There are scanty data in the literature concerning the management of LYG. In our patient, we considered that it might be beneficial to reduce calcineurin inhibitors by 50% and withdraw antiproliferative medications (mycophenolate or azathioprine) based on data previously reported in overall PTLD [1, 19].

An early trial showed improved survival with therapy comprising corticosteroids and cyclophosphamide, but mortality of LYG remained very high [20]. Combined chemotherapy using CHOP protocol (cyclophosphamide, doxorubicine, vincristine, and prednisone) was also proposed [5].

More recently, few reports have tried a targeted therapy with the anti-CD20 antibody rituximab with or without traditional combined chemotherapy. To date, a total of 12 cases were published in the literature.
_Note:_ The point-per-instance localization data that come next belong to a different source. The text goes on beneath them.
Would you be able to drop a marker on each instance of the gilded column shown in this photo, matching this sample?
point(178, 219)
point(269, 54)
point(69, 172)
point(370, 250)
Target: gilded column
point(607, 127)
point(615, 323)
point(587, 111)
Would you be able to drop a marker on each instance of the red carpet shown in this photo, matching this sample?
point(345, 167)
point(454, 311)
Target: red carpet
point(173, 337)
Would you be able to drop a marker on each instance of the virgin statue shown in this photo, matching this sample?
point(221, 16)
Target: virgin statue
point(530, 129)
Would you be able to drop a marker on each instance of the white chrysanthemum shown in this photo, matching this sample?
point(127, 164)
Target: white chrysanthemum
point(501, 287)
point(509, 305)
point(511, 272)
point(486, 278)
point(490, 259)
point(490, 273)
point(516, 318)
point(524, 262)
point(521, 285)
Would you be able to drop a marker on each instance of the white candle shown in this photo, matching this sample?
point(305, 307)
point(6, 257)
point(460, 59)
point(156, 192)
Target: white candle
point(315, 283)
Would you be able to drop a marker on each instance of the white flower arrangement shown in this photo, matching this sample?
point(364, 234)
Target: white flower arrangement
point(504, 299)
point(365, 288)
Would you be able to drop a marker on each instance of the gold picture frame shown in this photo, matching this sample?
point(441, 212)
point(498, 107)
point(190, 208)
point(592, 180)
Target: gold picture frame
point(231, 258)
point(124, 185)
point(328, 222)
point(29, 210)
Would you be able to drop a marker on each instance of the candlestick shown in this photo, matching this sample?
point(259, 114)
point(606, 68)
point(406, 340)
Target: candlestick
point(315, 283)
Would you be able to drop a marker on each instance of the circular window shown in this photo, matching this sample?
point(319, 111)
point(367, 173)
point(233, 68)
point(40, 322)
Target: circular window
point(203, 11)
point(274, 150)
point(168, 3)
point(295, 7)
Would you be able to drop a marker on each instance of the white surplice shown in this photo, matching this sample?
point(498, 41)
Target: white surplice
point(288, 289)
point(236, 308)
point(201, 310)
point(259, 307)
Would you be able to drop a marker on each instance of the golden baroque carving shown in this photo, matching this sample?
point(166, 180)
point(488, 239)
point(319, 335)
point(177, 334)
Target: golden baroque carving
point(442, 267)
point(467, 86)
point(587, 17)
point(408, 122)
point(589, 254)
The responses were successful in 9 cases [6, 13, 2127], or ineffective in 3 cases [2830]; however, none of those series concerned renal transplant patients.

4. Conclusion

LYG diagnosis is complex because of the diversity of its clinical presentation, the nonspecific imaging aspects, and the difficulty of histopathological reading. To be successfully treated, this malignant disorder requires an early management. Our report showed that rituximab could be considered a valuable option for the treatment of LYG in renal transplant patients.